Anyway..I will not argue the point as this user can review each of our previous posts and decide on his/her own who knows more about spyware/adware and make a judgement on that.

 

[Osiris]

the reason being to disable msconfig startups is so you can remove the spyware (most), because most spyware removers cant remove running items, especially this one. And I recently infected myself with paytime. It installed 3 instances of it's self and pinged my pc so high, it would reboot itself.

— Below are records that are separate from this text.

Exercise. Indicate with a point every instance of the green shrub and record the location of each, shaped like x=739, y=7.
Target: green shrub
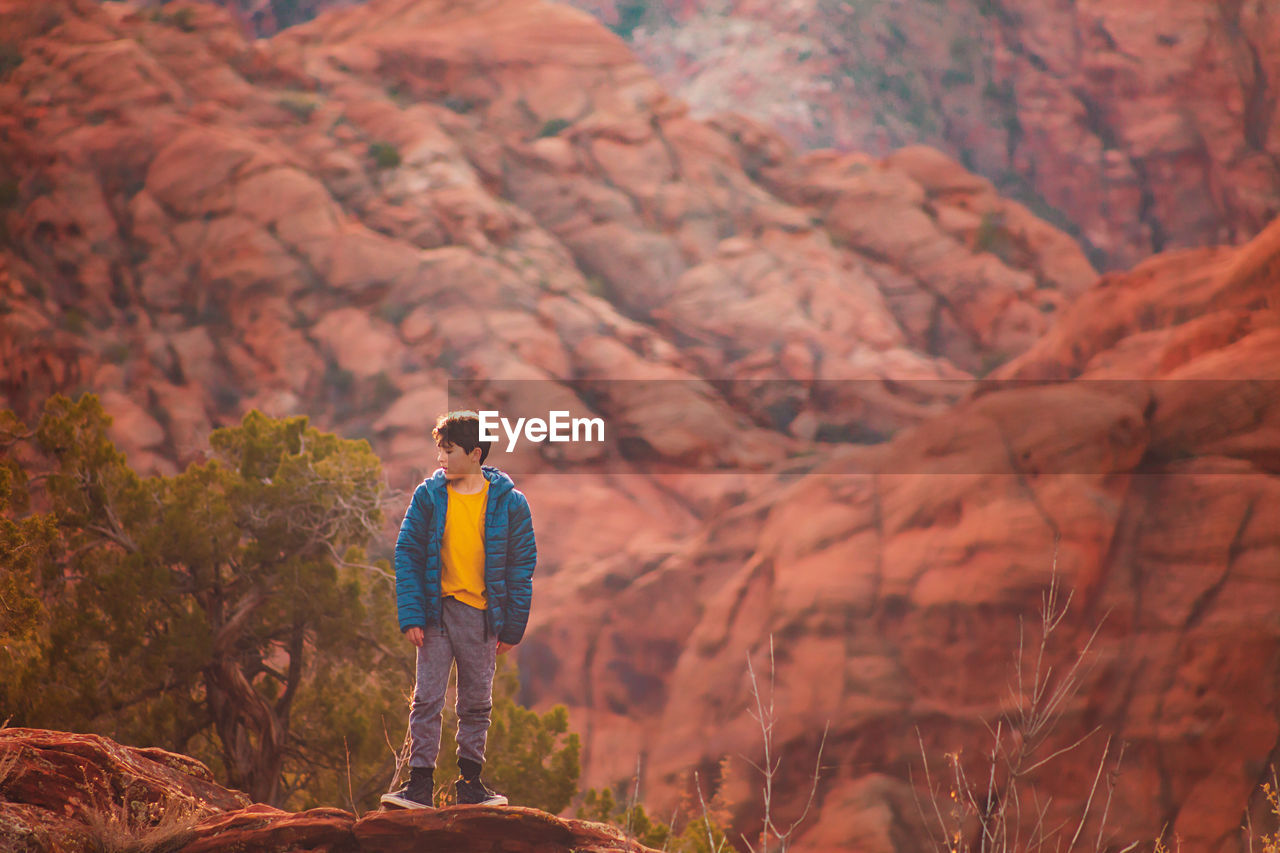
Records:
x=298, y=106
x=9, y=58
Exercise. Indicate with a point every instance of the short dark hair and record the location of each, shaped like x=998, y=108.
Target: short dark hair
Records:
x=461, y=428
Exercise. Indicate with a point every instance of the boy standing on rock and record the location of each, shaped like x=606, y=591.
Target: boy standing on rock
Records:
x=464, y=584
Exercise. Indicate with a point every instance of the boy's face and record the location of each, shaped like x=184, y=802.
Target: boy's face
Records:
x=456, y=461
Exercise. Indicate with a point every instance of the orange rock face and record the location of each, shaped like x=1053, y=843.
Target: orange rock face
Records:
x=407, y=204
x=80, y=793
x=1134, y=448
x=284, y=224
x=1150, y=126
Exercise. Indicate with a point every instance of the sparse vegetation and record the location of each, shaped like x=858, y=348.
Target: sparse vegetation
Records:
x=384, y=154
x=183, y=18
x=553, y=127
x=631, y=14
x=142, y=828
x=995, y=807
x=992, y=236
x=238, y=583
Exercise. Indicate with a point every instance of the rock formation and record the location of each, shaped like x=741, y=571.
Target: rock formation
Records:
x=71, y=793
x=415, y=200
x=1146, y=126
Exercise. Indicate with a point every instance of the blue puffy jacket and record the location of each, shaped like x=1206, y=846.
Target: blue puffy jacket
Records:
x=510, y=555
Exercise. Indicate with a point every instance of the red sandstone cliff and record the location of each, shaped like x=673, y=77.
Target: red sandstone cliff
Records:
x=342, y=219
x=1150, y=126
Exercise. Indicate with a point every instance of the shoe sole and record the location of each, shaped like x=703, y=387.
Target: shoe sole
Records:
x=493, y=801
x=400, y=802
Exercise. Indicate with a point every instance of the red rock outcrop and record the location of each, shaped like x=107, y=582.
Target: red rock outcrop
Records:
x=71, y=793
x=346, y=218
x=1134, y=447
x=1150, y=126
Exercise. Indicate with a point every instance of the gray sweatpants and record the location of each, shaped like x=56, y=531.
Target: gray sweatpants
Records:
x=461, y=637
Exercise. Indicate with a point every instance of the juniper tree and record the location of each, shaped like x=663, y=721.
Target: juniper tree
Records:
x=225, y=611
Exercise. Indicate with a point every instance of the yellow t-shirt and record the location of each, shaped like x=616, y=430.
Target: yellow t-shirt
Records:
x=462, y=548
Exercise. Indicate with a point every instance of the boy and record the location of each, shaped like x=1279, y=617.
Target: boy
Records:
x=464, y=584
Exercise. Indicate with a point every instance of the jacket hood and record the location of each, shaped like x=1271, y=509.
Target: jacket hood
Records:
x=498, y=480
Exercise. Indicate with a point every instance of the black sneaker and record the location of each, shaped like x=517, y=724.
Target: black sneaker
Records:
x=416, y=794
x=472, y=792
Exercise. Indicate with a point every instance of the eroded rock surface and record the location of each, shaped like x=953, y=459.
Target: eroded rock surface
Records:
x=72, y=793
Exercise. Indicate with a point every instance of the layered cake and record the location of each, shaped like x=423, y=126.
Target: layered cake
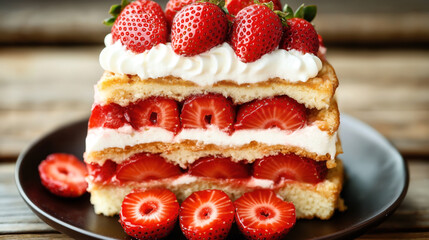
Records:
x=191, y=105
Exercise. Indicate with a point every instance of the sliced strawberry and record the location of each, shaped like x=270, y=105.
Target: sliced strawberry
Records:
x=144, y=166
x=234, y=6
x=197, y=28
x=219, y=168
x=173, y=7
x=108, y=116
x=155, y=112
x=262, y=215
x=202, y=111
x=290, y=166
x=149, y=214
x=102, y=174
x=281, y=112
x=63, y=175
x=206, y=214
x=256, y=31
x=140, y=26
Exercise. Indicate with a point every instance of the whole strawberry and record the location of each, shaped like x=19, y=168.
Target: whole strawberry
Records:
x=256, y=30
x=299, y=34
x=173, y=7
x=197, y=28
x=140, y=25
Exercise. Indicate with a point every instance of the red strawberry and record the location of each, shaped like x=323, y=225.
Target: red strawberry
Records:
x=197, y=28
x=140, y=26
x=234, y=6
x=173, y=7
x=149, y=214
x=203, y=110
x=102, y=174
x=282, y=112
x=219, y=168
x=63, y=175
x=256, y=30
x=321, y=53
x=290, y=166
x=155, y=111
x=206, y=214
x=108, y=116
x=144, y=166
x=300, y=35
x=262, y=215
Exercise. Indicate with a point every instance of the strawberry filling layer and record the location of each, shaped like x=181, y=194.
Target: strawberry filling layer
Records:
x=268, y=172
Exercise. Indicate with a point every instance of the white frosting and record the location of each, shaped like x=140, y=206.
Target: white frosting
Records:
x=217, y=64
x=310, y=138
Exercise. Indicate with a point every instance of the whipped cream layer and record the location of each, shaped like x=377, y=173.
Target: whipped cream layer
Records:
x=218, y=64
x=310, y=138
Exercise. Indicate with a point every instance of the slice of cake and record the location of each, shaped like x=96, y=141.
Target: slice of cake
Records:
x=200, y=112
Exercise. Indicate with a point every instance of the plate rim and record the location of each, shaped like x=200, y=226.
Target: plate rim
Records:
x=354, y=230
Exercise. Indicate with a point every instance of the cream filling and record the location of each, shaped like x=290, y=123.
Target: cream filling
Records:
x=310, y=138
x=218, y=64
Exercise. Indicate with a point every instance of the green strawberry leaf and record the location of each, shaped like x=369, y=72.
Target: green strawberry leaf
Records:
x=310, y=12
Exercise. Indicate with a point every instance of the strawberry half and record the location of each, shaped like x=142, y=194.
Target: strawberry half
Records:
x=155, y=112
x=173, y=7
x=206, y=214
x=234, y=6
x=197, y=28
x=256, y=30
x=215, y=167
x=281, y=112
x=140, y=26
x=202, y=111
x=149, y=214
x=108, y=116
x=63, y=175
x=262, y=215
x=290, y=166
x=144, y=167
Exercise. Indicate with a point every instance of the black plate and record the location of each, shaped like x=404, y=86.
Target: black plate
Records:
x=377, y=181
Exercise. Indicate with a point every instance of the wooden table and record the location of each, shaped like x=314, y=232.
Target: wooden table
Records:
x=45, y=87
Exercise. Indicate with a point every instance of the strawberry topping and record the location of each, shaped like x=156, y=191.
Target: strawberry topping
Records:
x=197, y=28
x=256, y=30
x=215, y=167
x=290, y=166
x=108, y=116
x=149, y=214
x=155, y=112
x=206, y=214
x=144, y=166
x=140, y=26
x=281, y=112
x=201, y=111
x=63, y=175
x=262, y=215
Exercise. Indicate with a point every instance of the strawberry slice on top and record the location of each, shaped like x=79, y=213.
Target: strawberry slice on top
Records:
x=206, y=214
x=262, y=215
x=197, y=28
x=149, y=214
x=139, y=26
x=144, y=166
x=219, y=168
x=63, y=175
x=201, y=111
x=155, y=112
x=281, y=112
x=290, y=166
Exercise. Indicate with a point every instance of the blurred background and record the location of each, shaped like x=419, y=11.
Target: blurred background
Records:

Once I got back up, I went to msconfig, startup, disabled everything, rebooted it wasnt running anymore, but there was still an entry like you said, in a temp folder so after about 10 minutes or so, it would come back but only as 1 instance, not 3. To remove it, when it came back, I opened task manager, killed it, theen ra MAS, Spybot, and ADaware se, and the 80% of it was gone. I knew there was still somethere becasue paytime.exe was still listed. When you opened IE, it would redirect to a blue screen.htm, so i looked like a bsod. So I went looking, I just happened that I started at the root of c: and saw the .htm file. I deleted it, it came back. So I checked show hidden files and folder, and there were 5 programs running, none could be stopped, so I was looking thru the task manager and noticed 3 items that started with L, so I killed one and the I started to delete them on by one, eventually, I had to rename 2 files to whatever because there were running, reboot and then i could delete them. But there was still one more file, paytime.exe. This time I ran MAS and it found it, stopped it, then ra hijack this, I found 2 entries BHO, deleted them, but 1 came back after a reboot. I ran hijackthis again, and this time it was still a BHO but a file was missing, and I deleted it and that was it. I opened IE, no redirects. Went to the root of c:, no htm file, went to the hidden local settings folder, no files in there. So I do know what I am doing and most members on here hate going thru or cant go thru those instructions. Some do and some dont. We both have helped a lot of people, I never had anyone delete a file that they werent supposed to delete that I told them to delete either. If they dont take my advice, then they dont. they take your so they do. Im here to help just like you are. But everytime I help someone here, you jump all over my shit just because you went to some "Academy", big deal. I can remove spyware just as good as you can, Im' not saying im better but I d know what I am doing. I will start doing logs here again also so you will be seing me soon.